Categorizing Sexism and Misogyny through Neural Approaches

Primary LanguagePython

We hereby release the code used for our research paper under review at TWEB titled "Categorizing Sexism and Misogyny through Neural Approaches". Our implementation utilizes parts of the code from [1, 2, 3, 4] and libraries Keras and Scikit-learn [5]. The following are brief descriptions of some of the contents of this repository.

  1. main.py
  • The main file that needs to be run for all deep learning based methods including the proposed approach and baselines
  1. neural_approaches.py
  • Training, prediction, evaluation, training data creation/transformation, loss function assignment, class imbalance correction
  1. dl_models.py
  • Deep learning architectures for the proposed approach as well as baselines
  1. load_pre_proc.py
  • Data loading, pre-processing, problem transformation, functions wrt our ensemble method, and other utilities
  1. sent_enc_embed.py
  • Generation of sentence representations using general-purpose sentence encoding schemes
  1. word_embed.py
  • Generation of distributional word representations
  1. ling_word_feats.py
  • Generation of a linguistic/aspect-based word-level representation
  1. gen_batch_keras.py
  • Generation of batches of inputs for training and testing
  1. auto_encode.py
  • Functions related to the autoencoder-based method for using unlabeled data and the pre-training of BERT on a domain-specific corpus (esp. around data creation)
  1. eval_measures.py
  • Functions related to multi-label evaluation and result reporting
  1. traditional_ML.py
  • Traditional machine learning methods on ngram based and other features
  1. doc2vec_embed.py
  • Creation of a vector representation of a piece of text using doc2vec
  1. rand_approach.py
  • Random label assignment in accordance with normalized training frequencies of labels
  1. rand_sample.py
  • Creation of a small random sample of the data for quick experimentation
  1. split_labels.py
  • Label subset generation for our ensemble approach
  1. att_visualize.py
  • Functions used for quantitative and qualitative analysis
  1. config_deep_learning.txt
  • A sample configuration file for deep learning methods specifying multiple nested and non-nested parameter combinations
  1. config_traditional_ML.txt
  • A sample configuration file for traditional machine learning methods

References:

[1] Sweta Agrawal and Amit Awekar. 2018. Deep learning for detecting cyberbullying across multiple social media platforms.

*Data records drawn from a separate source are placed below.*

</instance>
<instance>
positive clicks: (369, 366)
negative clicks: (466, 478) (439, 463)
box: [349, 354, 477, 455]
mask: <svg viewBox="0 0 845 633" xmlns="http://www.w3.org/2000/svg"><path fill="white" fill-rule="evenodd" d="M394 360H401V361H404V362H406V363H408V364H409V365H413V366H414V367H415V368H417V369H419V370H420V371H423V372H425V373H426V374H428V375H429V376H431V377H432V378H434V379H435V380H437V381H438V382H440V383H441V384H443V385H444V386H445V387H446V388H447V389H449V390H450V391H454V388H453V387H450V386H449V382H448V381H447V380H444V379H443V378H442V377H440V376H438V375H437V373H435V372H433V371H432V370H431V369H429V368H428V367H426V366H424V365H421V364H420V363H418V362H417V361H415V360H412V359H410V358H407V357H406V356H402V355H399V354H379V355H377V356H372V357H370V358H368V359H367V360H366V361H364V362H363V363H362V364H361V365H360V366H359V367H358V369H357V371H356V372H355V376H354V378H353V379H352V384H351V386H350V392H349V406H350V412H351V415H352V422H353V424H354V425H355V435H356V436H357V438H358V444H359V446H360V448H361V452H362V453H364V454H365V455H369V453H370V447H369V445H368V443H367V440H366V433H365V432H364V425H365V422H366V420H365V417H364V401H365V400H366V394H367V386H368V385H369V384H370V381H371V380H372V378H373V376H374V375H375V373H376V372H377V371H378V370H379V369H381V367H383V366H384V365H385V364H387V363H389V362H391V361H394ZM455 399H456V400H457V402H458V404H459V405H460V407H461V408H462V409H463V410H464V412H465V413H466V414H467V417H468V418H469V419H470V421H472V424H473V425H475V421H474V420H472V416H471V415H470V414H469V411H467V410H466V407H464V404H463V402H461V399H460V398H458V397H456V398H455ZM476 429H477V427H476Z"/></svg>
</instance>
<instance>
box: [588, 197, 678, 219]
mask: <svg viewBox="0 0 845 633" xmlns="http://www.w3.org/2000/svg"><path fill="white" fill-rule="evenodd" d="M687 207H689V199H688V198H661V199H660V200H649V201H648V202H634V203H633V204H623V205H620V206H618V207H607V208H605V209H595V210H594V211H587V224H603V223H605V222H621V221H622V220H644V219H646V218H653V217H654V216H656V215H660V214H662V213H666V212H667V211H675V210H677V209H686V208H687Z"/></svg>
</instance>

In European Conference on Information Retrieval. Springer, 141–153.

[2] Richard Liao. 2017. textClassifier. https://github.com/richliao/textClassifier.

[3] Nikhil Pattisapu, Manish Gupta, Ponnurangam Kumaraguru, and Vasudeva Varma. 2017. Medical persona classification in social media. In Proceedings of the 2017 IEEE/ACM International Conference on Advances in Social Networks Analysis and Mining 2017. ACM, 377–384.

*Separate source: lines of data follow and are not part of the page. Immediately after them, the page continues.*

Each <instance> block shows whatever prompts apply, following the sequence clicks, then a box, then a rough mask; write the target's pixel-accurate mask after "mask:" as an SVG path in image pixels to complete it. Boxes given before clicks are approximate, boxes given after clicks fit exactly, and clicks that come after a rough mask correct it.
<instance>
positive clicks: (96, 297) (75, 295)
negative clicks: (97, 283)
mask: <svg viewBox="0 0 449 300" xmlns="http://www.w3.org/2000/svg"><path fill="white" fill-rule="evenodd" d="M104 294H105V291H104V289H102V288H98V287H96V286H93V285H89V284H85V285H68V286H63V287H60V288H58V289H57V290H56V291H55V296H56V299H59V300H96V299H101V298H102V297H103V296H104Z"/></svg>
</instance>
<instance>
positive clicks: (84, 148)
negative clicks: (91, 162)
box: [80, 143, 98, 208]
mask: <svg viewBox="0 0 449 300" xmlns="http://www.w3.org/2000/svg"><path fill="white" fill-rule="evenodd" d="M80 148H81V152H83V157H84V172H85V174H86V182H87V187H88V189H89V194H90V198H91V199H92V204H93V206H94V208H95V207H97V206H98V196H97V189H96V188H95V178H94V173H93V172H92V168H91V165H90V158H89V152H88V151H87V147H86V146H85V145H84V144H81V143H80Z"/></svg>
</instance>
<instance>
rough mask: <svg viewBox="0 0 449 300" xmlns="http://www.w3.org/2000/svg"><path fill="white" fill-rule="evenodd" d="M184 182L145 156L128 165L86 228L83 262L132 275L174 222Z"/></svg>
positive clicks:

[4] Pulkit Parikh, Harika Abburi, Pinkesh Badjatiya, Radhika Krishnan, Niyati Chhaya, Manish Gupta, and Vasudeva Varma. 2019. Multi-label Categorization of Accounts of Sexism using a Neural Framework. In Proceedings of the 2019 Conference on Empirical Methods in Natural Language Processing and the 9th International Joint Conference on Natural Language Processing (EMNLP-IJCNLP). 1642–1652.

[5] F. Pedregosa, G. Varoquaux, A. Gramfort, V. Michel, B. Thirion, O. Grisel, M. Blondel, P. Prettenhofer, R. Weiss, V. Dubourg, J. Vanderplas, A. Passos, D. Cournapeau, M. Brucher, M. Perrot, and E. Duchesnay. 2011. Scikit-learn: Machine Learning in Python. Journal of Machine Learning Research 12 (2011), 2825–2830.